Correlation Between Vanguard Small-cap and Conestoga Micro
Can any of the company-specific risk be diversified away by investing in both Vanguard Small-cap and Conestoga Micro at the same time? Although using a correlation coefficient on its own may not help to predict future stock returns, this module helps to understand the diversifiable risk of combining Vanguard Small-cap and Conestoga Micro into the same portfolio, which is an essential part of the fundamental portfolio management process.

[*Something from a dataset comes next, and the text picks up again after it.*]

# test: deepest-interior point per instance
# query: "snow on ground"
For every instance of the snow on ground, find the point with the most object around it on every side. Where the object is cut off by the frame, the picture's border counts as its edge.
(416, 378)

By analyzing existing cross correlation between Vanguard Small Cap Growth and Conestoga Micro Cap, you can compare the effects of market volatilities on Vanguard Small-cap and Conestoga Micro and check how they will diversify away market risk if combined in the same portfolio for a given time horizon. You can also utilize pair trading strategies of matching a long position in Vanguard Small-cap with a short position of Conestoga Micro. Check out your portfolio center. Please also check ongoing floating volatility patterns of Vanguard Small-cap and Conestoga Micro.
Diversification Opportunities for Vanguard Small-cap and Conestoga Micro
0.96 | Correlation Coefficient |
Almost no diversification
The 3 months correlation between Vanguard and Conestoga is 0.96. Overlapping area represents the amount of risk that can be diversified away by holding Vanguard Small Cap Growth and Conestoga Micro Cap in the same portfolio, assuming nothing else is changed. The correlation between historical prices or returns on Conestoga Micro Cap and Vanguard Small-cap is a relative statistical measure of the degree to which these equity instruments tend to move together. The correlation coefficient measures the extent to which returns on Vanguard Small Cap Growth are associated (or correlated) with Conestoga Micro. Values of the correlation coefficient range from -1 to +1, where. The correlation of zero (0) is possible when the price movement of Conestoga Micro Cap has no effect on the direction of Vanguard Small-cap i.e., Vanguard Small-cap and Conestoga Micro go up and down completely randomly.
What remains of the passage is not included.